A couple of months after watching Beverly Hills Cop: Axel F, I learned the film’s director was Australian. My earlier lack of inquisitiveness about the film’s director reflects a) the anonymity of its direction and b) Eddie Murphy’s default status as overriding auteur of the production. While Murphy has directed only one feature (Harlem Nights) and did not care for the experience, he's written numerous vehicles for himself and been the dominant authorial voice on many of his own projects. Beverly Hills Cop: Axel F is clearly a personal reclamation project, making up for the disappointment of Beverly Hills Cop III—largely of his own making—and of a piece with his other recent streaming-only releases (including fellow sequel Coming 2 America), a stratagem—much like Adam Sandler—for maintaining the veneer of superstardom without testing box office pull in the marketplace.

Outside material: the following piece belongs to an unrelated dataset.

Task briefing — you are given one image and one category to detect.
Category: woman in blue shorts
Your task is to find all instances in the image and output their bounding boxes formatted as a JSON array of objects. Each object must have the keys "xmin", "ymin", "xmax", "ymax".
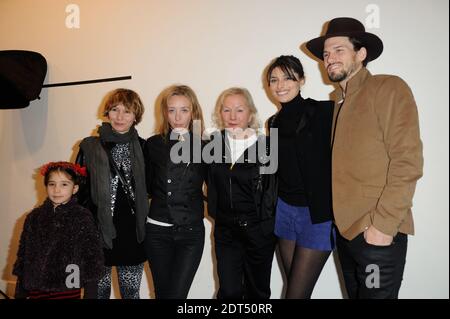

Lest I sound cynical, there’s a degree of thoughtfulness and pathos to the character etching in Beverly Hills Cop: Axel F, much like that other Jerry Bruckheimer-produced lega-sequel of late, Top Gun: Maverick. Like Maverick, Foley has aged without growing, which makes him simultaneously wildcard, throwback, and retrograde. It’s a pleasure seeing Murphy revisit this material, with welcome but deferential turns from co-stars old (Reinhold, Ashton, Reiser, Pinchot, that signature Harold Faltermeyer tune) and new (Kevin Bacon, Joseph Gordon-Levitt, and especially Taylour Paige).
And
lest I sound disparaging, former commercial director Mark Molloy’s helming is
polished, professional journeyman work, albeit beholden to the aesthetic
constraints of Netflix and never testing its auteur-star’s comfort zone. Ultimately, his work here is in the same vein as Patrick Hughes's on The Expendables 3 and The Hitman's Bodyguard series. It’s
nonetheless striking that its three predecessors were all directed by name (or
soon to be name) directors in Martin Brest, Tony Scott, and John Landis. Of
course, of those productions, only the first two I’d call true collaborations,
and only the second was directed with any visual panache. Landis grouses that Murphy refused to play for comedy in Beverly Hills Cop III, deeming that Axel
has become a grown-up, to the film’s detriment. I don’t doubt Landis was
railroaded by his star, though in the same book Landis claims Oscar didn’t work
(a lie!) because Sylvester Stallone wasn’t funny enough; as much as I appreciate Landis,
when one star fails to be funny that’s unfortunate, when two fail to be funny
maybe you’re the problem. Whatever the case, Murphy chose to be funny for
Beverly Hills Cop: Axel F, and Mark Molloy probably had something to do with it, but also probably couldn’t have done much if he hadn’t.